|By Jason Bloomberg||
|February 2, 2013 10:00 AM EST||
The problem with Big Data is that, well, Big Data are big. Really big. We’re talking terabytes. Petabytes. Zettabytes. Whatever’s-even-bigger-bytes. And of course, we want to solve all our Big Data challenges in the Cloud. If only we could get those gigando-bytes into the Cloud in the first place. And there’s the rub.
Uploading Big Data from our internal network to the Cloud via an Internet connection is as practical as filling a swimming pool through a drinking straw. It doesn’t matter how sophisticated our Big Data analytics, how super-duper our Hadoopers. If we can’t efficiently get our data where we need them when we need them, we’re stuck.
Optimize the Pipe
Fortunately, the Big Data upload problem isn’t new. In fact, it’s been around for years, under the moniker Wide Area Network (WAN) Optimization. Fortunate for us because vendors have been working on WAN Optimization techniques for a while now, and now several of them are repurposing those techniques to help with the Cloud.
For example, Aryaka has been peddling WAN Optimization appliances for several years. Put one appliance in your local data center, a second in the remote data center, and proprietary technology moves data from one to the other at a rapid clip. Now that the Cloud has turned their world upside down, they are providing a distributed service at the remote end, a “mesh of network connections” better suited to the Cloud. In other words, Aryaka is building an offering similar to Content Delivery Networks (CDNs) like Akamai.
RainStor, in contrast, focuses primarily on a proprietary compression algorithm that promises to squeeze data into one fortieth their original size. Furthermore, RainStor’s compressed data remain directly accessible using standard SQL or even MapReduce on Hadoop with no storage-eating, time-consuming reinflation.
Then there’s Aspera, who’s found a sophisticated way around the limitations of the Transmission Control Protocol (TCP) itself. After all, TCP’s tiny packets and penchant for resending them are a large part of the reason uploading Big Data over the Internet runs like such a dog in the first place. To teach this dog a new trick or two, Aspera transfers use one TCP port for session initialization and control, and one User Datagram Protocol (UDP) port for data transfer.
UDP is an older, fire-and-forget protocol that doesn’t perform the retries that provide TCP’s reliability, but by combining the two protocols, FASP achieves nearly 100% error-free data throughput. In fact, FASP reaches the maximum transfer speed possible given the hardware on which you deploy it, and maintains maximum available throughput independent of network delay and packet loss. FASP also aggregates hundreds of concurrent transfers on commodity hardware, addressing the drinking straw problem in part by supporting hundreds of straws at once.

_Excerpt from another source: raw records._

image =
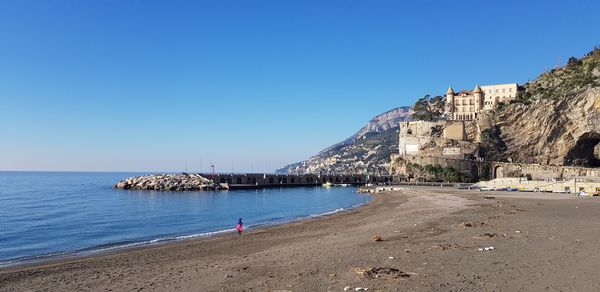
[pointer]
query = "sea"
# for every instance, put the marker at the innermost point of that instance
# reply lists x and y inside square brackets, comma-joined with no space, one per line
[47,215]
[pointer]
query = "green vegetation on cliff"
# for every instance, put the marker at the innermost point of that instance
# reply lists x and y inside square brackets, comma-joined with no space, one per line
[428,108]
[436,173]
[576,76]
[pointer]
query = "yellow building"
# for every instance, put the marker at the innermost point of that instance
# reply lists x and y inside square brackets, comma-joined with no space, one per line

CloudOpt is also a player worth mentioning. Their JetStream technology takes a soup-to-nuts approach that combines compression and transmission protocol optimization with advanced data deduplication, SSL acceleration, and an ingenious approach to getting the most performance out of cached data. Or Attunity Cloudbeam, that touts file to Cloud upload, file to Cloud replication, and Cloud to Cloud replication. Attunity’s Managed File Transfer (MFT) incorporates a secure DMZ architecture, security policy enforcement, guaranteed and accelerated transfers, process automation, and audit capabilities across each stage of the file transfer process.
Finally, there’s Amazon Web Services (AWS) itself. Yes, most if not all of the vendors discussed above can firehose data into AWS’s various storage services. But AWS also offers a simple, if decidedly low-tech approach as well: AWS Import/Export. Simply ship your big hard drives to Amazon. They’ll hook them up, copy the data to your Simple Storage Service (S3) or other storage service, and ship the drive back when you’re done. This SneakerNet or “Forklifting” approach, believe it or not, can even be faster than some of the over-the-Internet optimizations for certain Big Data sets, even considering the time it takes to FedEx AWS your drives.
On Beyond Drinking Straws
The problem with most of the approaches above (excepting only Aspera and Amazon’s forklift) is that they make the drinking straw we’re using to fill that swimming pool better, faster, and bigger – but we’re still filling that damn pool with a straw. So what’s better than a straw? How about many straws? If any optimization technique improves a single connection to the Internet, then it stands to reason that establishing many connections to your Cloud provider in parallel would multiply your upload speed dramatically.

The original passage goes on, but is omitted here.